Interaction effects between sex and age derived from BML are shown here for the 268 parcels in sagittal view with slice numbers indicating the relative left-right location. Warm (or cold) colors show positive (or negative) effects, with the colorbar range set to the 95% quantile of the respective effect; effect opacity is determined by the posterior density: opaque regions outlined in black are beyond 90% quantile tail (strong evidence), with transparency increasing toward the median (weak evidence). Note that the sex effect is shown as females minus males, meaning that in panel (1), blue regions show higher age effect in males while red regions show higher age effect in females.

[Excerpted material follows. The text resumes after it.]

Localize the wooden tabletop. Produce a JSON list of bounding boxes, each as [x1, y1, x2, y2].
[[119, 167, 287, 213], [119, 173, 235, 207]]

One aspect in which ROI-based BML excels is the completeness and transparency in results reporting: if the number of ROIs is not overwhelming (e.g., less than 100), the summarized results for every ROI can be completely presented in a tabular form or in full distributions of posterior density (Chen et al., 2019a). It is worth emphasizing that Bayesian inferences focus less on the point estimate of an effect and its associated quantile interval, but more on the whole posterior density that offers more detailed information about the effect uncertainty. Unlike the whole brain analysis in which the results are typically reported as the tips of icebergs above the water, posterior density reveals the extent of uncertainty regardless of strength of statistical evidence. In addition, one does not have to stick to a single harsh thresholding when deciding a criterion on the ROIs for discussion; for instance, even if an ROI lies outside of, but close to, the 95% quantile interval, it can still be reported and discussed as long as all the details are revealed. Such flexibility and transparency, as illustrated in Figures 3 and 4, are difficult to navigate or maneuver through the conventional cluster-based thresholding at the whole-brain level.

Discussion

Here, we introduce an extension to the LME platform, namely Bayesian multilevel modeling (BML), for jointly estimating inter-subject correlation during naturalistic scanning in a series of predefined regions. The advantages of this BML approach over previous approaches include: dissolution of multiplicity, ability to incorporate covariates, modeling efficiency, spatial specificity in outcome interpretation, results reporting and visualization.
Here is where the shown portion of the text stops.